One factor that might be key in deciding whether Obama will be the nominee to run against the Republican’s already-chosen John McCain will be how the Democratic superdelegates decide to play the game. If they honor the sentiment of the voters in the states the superdelegates are from, then Obama would have the edge. If they’re somehow persuaded to buck public opinion and support the “old guard” and “reliable” Clinton machine, then Obama might be out of it. But this latter runs the risk of having the Democratic Party labeled as “just like the Republicans”—whom critics consider a party of political hacks that don’t care about the voters so much as maintaining the establishment’s boring and predictable status quo.

But if Obama manages to secure the nomination, he then must face John McCain. McCain in many ways is tied to President Bush in major policies, but he has some differences, and because a black Liberal carries a lot of controversy with such a candidacy there will be some increased support for the conservative McCain as a result.

But too much would happen between the nominating conventions in the summer and the actual election in November, to make any further forecasting too speculative.

Though it’s not at all anything anyone publicly talks about, I have to admit to personally being frightened of some crazy gunmen shooting Obama, because he is so starkly different as a candidate. I was a young impressionable college student in the spring of 1968, and remember quite vividly the shootings of Dr. Martin Luther King, Jr., and Robert F.Kennedy. They were terrible, violent gut-wrenching events that drove the nation crazy for quite a while. God forbid some lunatic or group acts in that manner again.

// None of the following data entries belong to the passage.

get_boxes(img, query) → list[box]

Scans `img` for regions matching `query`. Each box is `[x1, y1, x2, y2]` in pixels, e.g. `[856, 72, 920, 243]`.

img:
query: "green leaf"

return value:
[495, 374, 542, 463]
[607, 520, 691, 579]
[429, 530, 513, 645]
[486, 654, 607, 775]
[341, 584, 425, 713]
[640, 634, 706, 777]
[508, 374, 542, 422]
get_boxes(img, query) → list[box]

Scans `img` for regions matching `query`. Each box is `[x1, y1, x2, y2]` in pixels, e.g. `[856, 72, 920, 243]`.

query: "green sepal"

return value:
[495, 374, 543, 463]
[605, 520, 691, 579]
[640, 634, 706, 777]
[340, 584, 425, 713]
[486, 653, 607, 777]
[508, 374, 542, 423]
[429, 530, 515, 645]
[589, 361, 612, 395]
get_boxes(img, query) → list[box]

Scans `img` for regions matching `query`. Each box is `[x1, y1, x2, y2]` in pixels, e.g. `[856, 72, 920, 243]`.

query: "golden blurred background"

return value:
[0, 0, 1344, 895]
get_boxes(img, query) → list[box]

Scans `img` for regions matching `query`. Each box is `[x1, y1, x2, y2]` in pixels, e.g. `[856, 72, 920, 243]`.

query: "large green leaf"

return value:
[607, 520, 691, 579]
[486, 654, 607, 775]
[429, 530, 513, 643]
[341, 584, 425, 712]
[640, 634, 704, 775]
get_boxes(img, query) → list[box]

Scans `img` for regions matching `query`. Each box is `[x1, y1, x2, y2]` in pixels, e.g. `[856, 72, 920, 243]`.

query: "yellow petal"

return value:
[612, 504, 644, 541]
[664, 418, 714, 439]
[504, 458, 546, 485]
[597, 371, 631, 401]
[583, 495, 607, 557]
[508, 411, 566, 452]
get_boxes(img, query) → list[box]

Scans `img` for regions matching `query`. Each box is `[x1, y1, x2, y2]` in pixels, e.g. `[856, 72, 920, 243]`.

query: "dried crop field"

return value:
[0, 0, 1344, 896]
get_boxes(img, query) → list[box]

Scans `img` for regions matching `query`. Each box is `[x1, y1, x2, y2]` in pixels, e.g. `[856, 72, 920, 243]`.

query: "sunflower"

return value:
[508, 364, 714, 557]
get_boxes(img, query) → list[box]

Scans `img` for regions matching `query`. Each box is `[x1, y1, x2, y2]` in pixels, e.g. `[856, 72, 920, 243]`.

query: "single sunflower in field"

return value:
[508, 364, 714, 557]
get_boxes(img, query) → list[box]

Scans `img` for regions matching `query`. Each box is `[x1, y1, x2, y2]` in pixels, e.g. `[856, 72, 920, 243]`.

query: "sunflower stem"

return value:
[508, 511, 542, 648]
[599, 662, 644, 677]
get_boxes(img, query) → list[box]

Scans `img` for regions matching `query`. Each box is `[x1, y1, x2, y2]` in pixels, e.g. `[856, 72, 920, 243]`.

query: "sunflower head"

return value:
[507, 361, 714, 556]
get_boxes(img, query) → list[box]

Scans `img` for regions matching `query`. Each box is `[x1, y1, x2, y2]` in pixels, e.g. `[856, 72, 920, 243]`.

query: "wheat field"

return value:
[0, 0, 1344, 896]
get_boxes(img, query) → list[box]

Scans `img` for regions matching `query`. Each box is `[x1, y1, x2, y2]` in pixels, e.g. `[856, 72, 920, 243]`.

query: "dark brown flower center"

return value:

I say that because it’s an occasional thought, maybe in the back of some peoples’ minds, but not anything Obama himself seems concerned about. He’s calm and outgoing, friendly, quick and witty in all his public appearances. He has charisma, a wonderful speaking cadence that re-introduces long-jaded voters to the excitement of political rhetoric.

Hillary Clinton, policy-wise, is not so different from Obama, so if you’re a voter who is interested in getting a huge push going forward for health care, for ending the war in Iraq, or liberal economic policies, for a restoration of at least some stolen civil liberties, then Hillary would be as good a choice as Obama.

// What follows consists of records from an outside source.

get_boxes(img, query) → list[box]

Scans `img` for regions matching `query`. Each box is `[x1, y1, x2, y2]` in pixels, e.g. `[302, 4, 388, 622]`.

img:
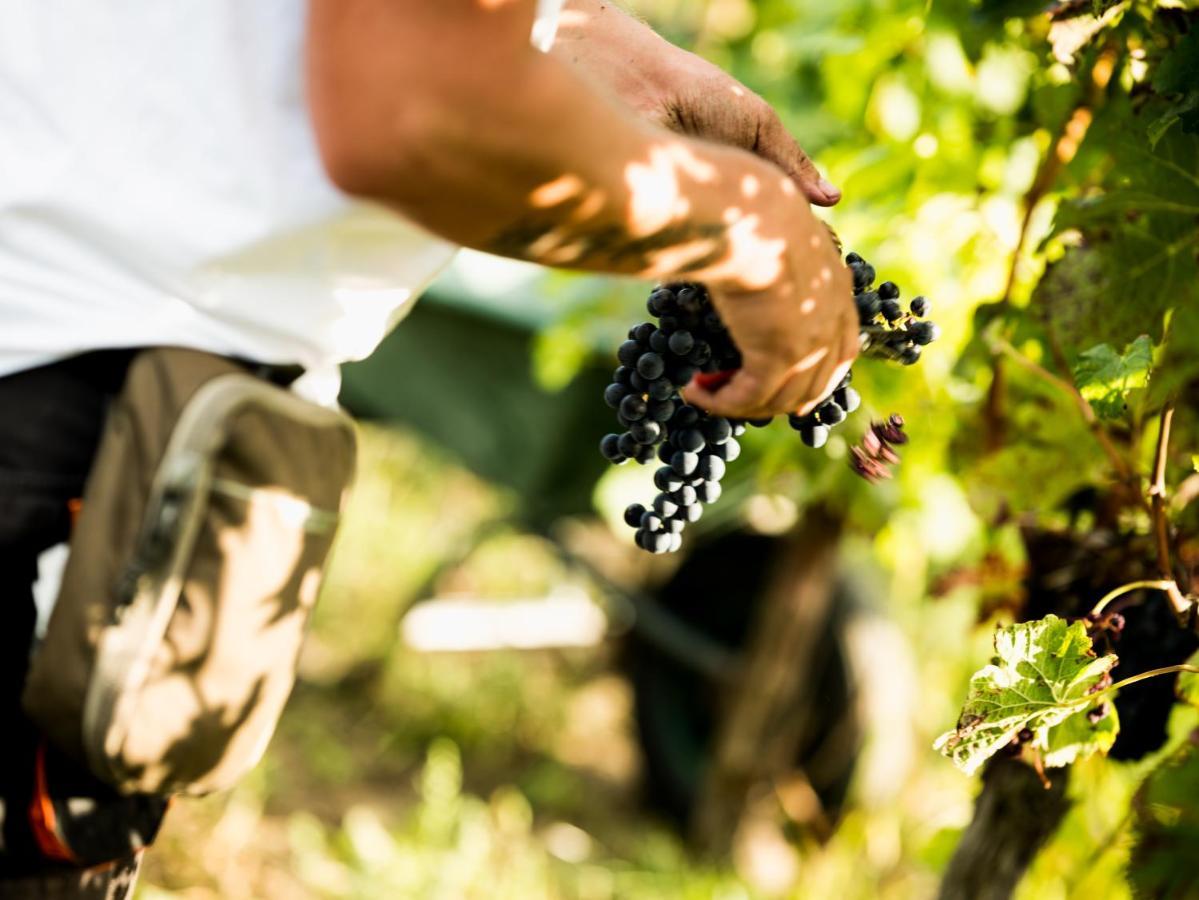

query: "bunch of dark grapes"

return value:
[600, 253, 938, 554]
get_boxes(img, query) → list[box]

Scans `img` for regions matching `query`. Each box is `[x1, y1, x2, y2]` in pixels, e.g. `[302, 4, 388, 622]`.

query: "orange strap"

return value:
[29, 743, 76, 863]
[67, 497, 83, 530]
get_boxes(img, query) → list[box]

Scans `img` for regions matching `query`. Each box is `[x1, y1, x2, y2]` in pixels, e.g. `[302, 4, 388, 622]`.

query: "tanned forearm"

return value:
[308, 0, 856, 415]
[309, 0, 831, 289]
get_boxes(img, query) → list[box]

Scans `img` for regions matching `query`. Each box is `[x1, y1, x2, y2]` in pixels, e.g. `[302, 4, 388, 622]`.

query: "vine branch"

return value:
[1149, 400, 1194, 624]
[990, 334, 1132, 482]
[1091, 579, 1177, 616]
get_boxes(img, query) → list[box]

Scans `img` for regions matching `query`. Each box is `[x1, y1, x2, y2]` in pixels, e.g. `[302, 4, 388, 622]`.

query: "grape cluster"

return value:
[845, 253, 941, 366]
[600, 253, 938, 554]
[600, 284, 746, 554]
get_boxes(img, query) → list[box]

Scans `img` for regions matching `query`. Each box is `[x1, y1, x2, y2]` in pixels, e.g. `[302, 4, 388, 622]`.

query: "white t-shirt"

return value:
[0, 0, 562, 393]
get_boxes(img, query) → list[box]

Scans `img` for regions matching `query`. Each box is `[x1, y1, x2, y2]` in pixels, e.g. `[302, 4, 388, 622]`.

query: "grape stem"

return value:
[1086, 663, 1199, 701]
[1091, 579, 1179, 616]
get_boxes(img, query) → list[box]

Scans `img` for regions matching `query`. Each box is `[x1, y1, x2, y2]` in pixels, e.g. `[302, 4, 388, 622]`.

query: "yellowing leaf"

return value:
[934, 616, 1120, 775]
[1074, 334, 1153, 418]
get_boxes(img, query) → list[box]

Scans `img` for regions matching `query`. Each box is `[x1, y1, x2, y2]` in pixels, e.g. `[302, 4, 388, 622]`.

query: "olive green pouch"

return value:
[23, 348, 355, 793]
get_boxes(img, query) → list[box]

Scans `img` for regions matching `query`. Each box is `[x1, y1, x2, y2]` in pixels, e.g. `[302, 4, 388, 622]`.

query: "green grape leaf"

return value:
[1042, 702, 1120, 768]
[933, 616, 1119, 775]
[1034, 98, 1199, 350]
[1128, 736, 1199, 900]
[1074, 334, 1153, 419]
[1153, 30, 1199, 95]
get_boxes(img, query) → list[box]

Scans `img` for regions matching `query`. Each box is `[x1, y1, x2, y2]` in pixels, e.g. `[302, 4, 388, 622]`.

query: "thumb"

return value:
[754, 110, 840, 206]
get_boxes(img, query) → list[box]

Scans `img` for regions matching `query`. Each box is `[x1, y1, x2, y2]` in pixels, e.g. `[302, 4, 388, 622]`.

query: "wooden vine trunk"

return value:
[692, 511, 840, 856]
[939, 757, 1070, 900]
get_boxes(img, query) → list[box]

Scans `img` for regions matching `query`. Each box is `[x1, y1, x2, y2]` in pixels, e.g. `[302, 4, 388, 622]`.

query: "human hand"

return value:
[683, 203, 858, 418]
[555, 0, 840, 206]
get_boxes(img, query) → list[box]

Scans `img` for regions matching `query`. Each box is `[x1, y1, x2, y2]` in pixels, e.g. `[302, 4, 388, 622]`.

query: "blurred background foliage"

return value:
[140, 0, 1199, 900]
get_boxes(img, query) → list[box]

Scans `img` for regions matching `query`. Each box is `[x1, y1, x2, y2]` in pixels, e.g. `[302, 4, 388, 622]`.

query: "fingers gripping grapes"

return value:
[600, 253, 939, 554]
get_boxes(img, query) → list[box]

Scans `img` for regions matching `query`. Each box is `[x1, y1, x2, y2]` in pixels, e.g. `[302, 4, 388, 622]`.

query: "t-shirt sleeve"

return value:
[532, 0, 566, 53]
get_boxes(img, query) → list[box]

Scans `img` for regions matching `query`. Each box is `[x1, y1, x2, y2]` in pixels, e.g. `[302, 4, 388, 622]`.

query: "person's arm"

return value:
[308, 0, 857, 416]
[553, 0, 840, 206]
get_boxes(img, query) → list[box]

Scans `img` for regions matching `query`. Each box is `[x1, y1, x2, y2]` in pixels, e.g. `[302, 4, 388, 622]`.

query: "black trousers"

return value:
[0, 351, 165, 900]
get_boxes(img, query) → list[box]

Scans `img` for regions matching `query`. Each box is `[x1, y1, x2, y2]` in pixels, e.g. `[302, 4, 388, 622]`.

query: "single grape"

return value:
[645, 532, 676, 554]
[699, 416, 733, 443]
[637, 351, 667, 381]
[600, 434, 625, 463]
[645, 288, 677, 315]
[676, 428, 706, 453]
[670, 484, 699, 506]
[620, 394, 649, 422]
[670, 328, 695, 356]
[687, 340, 712, 368]
[908, 320, 941, 346]
[850, 262, 875, 294]
[645, 400, 674, 422]
[645, 377, 674, 400]
[670, 403, 699, 431]
[620, 431, 641, 457]
[709, 437, 741, 463]
[676, 285, 700, 315]
[653, 466, 682, 494]
[854, 291, 882, 322]
[628, 419, 662, 443]
[697, 453, 727, 482]
[818, 400, 845, 425]
[603, 381, 628, 410]
[671, 451, 699, 475]
[670, 366, 699, 387]
[616, 340, 644, 366]
[653, 494, 679, 521]
[800, 425, 829, 449]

For now, though it’s still early in the campaign. Republican McCain is taking advantage of the sniping between the two Democratic candidates; he’s painting himself as a man above the fray—presidential, calm, leadership-worthy. But this in-fighting among Democrats will be forgotten when one candidate emerges, probably sometime this June.

Barack Obama has as good a chance as anyone of becoming the next president of the United States. And that in and of itself is pretty amazing—an unheard-of possibility just a very short time ago.